At the start of the pandemic, we closed all of our restaurants. Although restaurants were allowed to continue making take out, sending people out into the world to take the bus and make sandwiches seemed inessential. When we felt comfortable with different workplace safety practices, in June 2020, we reopened Mamaleh’s. We washed our hands at half-hour intervals, wore masks and watched our distance. We implemented many other state and federal practices, but we kept a vigilant focus on these as they seemed to be the main vector of the disease.

At the time, restaurants weren’t allowed to dine inside, so we had to do window service which was fine with Mamaleh’s as we had wrapped bagels in foil before. , sandwiches in paper, and it wasn’t. that a lot of stretching to keep doing it.

We started to notice pretty quickly that with the ground crew missing from the equation, we were starting to see an improvement in our numbers. In addition to the reduced labor budget, we were able to do more business without customers in the dining room.

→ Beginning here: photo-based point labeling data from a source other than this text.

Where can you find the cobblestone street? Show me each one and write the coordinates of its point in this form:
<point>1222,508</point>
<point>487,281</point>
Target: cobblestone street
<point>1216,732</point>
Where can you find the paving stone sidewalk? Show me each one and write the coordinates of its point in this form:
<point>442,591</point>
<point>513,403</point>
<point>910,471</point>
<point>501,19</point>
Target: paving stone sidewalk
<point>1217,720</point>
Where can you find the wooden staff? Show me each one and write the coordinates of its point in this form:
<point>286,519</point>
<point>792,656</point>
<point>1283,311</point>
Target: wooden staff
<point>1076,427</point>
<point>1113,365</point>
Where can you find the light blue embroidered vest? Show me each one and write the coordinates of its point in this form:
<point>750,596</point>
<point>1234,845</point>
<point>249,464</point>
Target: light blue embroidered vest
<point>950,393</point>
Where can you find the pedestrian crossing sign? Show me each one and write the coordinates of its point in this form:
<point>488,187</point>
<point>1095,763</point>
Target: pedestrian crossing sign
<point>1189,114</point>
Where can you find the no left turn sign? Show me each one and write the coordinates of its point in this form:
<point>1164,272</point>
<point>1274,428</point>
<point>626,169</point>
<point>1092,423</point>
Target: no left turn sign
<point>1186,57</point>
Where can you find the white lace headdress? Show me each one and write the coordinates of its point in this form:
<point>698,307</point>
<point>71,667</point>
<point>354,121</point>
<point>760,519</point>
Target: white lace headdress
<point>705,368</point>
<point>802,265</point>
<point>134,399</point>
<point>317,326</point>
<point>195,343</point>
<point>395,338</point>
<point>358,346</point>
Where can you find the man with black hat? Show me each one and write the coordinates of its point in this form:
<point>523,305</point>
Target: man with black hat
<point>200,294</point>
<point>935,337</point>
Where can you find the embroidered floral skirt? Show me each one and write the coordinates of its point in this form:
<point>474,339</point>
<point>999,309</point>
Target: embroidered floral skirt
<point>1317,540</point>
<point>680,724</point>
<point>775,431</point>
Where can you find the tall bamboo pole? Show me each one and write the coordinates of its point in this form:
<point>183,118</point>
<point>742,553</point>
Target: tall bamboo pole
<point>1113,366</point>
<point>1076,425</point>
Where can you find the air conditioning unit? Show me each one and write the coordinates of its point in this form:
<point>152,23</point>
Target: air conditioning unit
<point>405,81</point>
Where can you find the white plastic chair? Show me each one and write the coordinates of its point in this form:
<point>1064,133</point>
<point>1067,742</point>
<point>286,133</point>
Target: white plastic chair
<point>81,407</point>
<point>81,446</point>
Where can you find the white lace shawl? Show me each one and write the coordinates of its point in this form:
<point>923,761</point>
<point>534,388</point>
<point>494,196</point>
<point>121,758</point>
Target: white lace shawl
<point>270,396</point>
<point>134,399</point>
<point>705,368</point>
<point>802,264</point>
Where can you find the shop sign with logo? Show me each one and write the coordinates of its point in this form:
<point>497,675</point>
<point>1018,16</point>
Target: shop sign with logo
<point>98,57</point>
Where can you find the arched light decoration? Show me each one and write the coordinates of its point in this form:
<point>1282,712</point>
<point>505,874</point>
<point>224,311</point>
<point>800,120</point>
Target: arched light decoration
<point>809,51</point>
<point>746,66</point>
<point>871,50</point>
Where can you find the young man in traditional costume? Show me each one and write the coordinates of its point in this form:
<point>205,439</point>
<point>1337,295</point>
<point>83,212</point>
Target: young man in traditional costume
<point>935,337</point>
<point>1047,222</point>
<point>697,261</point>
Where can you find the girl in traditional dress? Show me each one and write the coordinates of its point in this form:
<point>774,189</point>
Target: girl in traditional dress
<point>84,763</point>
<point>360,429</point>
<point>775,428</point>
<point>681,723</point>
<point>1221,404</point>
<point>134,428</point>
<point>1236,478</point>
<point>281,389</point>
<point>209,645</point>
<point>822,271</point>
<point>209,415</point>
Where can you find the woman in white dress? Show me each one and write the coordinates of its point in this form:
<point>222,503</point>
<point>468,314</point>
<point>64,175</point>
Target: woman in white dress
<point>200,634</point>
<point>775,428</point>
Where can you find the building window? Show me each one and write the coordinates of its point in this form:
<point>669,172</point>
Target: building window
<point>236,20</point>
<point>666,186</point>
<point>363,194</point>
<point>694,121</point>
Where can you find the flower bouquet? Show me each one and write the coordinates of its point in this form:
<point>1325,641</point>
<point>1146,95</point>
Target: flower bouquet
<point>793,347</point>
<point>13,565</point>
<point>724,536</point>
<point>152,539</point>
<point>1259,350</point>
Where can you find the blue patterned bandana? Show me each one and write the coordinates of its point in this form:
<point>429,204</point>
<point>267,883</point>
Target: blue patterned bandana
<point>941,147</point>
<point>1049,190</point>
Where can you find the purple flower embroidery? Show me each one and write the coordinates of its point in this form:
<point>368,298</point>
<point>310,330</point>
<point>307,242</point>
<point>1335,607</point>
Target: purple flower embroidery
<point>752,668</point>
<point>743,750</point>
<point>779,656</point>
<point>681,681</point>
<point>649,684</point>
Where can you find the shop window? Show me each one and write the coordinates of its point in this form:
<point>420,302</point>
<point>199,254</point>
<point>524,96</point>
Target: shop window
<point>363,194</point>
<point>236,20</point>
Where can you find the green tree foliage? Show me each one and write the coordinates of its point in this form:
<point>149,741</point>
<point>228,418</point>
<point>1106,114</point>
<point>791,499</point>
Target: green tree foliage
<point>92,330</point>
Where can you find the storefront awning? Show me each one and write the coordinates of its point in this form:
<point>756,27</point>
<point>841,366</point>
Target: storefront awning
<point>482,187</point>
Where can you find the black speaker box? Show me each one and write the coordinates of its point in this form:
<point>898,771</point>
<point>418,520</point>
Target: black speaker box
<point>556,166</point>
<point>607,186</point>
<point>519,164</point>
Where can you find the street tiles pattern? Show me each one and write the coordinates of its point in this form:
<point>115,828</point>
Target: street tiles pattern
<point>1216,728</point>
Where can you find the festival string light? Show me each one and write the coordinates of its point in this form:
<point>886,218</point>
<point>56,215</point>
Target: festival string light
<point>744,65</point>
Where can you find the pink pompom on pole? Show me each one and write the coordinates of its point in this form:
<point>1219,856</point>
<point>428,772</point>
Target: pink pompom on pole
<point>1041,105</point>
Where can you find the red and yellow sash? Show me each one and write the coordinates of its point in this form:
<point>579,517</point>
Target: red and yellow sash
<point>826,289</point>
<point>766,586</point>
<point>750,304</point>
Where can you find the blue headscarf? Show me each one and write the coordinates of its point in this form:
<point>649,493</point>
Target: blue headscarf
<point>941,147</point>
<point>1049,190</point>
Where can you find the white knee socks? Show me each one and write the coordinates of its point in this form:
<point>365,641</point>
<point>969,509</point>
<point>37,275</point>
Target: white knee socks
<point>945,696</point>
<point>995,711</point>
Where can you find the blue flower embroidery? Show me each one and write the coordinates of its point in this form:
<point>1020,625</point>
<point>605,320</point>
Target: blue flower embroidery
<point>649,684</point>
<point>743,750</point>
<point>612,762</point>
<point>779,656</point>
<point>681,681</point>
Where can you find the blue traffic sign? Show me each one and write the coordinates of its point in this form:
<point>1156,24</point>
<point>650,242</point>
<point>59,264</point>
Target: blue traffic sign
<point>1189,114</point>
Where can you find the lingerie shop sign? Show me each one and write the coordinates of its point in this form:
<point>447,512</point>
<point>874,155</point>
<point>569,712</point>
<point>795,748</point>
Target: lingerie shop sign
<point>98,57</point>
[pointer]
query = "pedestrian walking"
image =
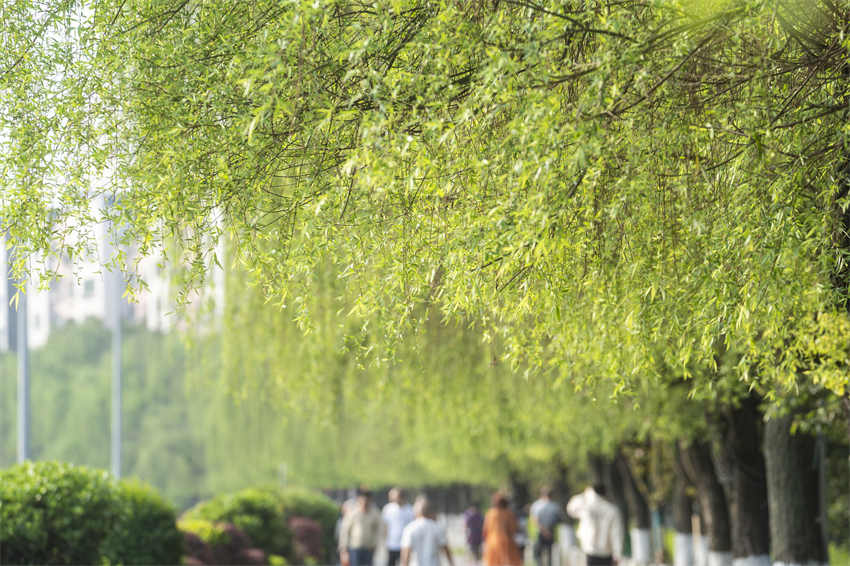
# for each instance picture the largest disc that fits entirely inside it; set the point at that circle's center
(473, 522)
(397, 514)
(600, 528)
(360, 531)
(424, 539)
(500, 528)
(545, 515)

We never realized that eating indoors was holding us back in terms of production. Our kitchen could only hold a limited number of refrigerators, freezers, and unique equipment such as bagel slicers and huge cream cheese mixers. Now we can use parts of the dining room to hold these items. This Passover we doubled our 2019 sales record. We were able to invite a lot more people to order and not disappoint them with sold out sales on some of the favorites, things you need like a Seder plate and all sweet foods.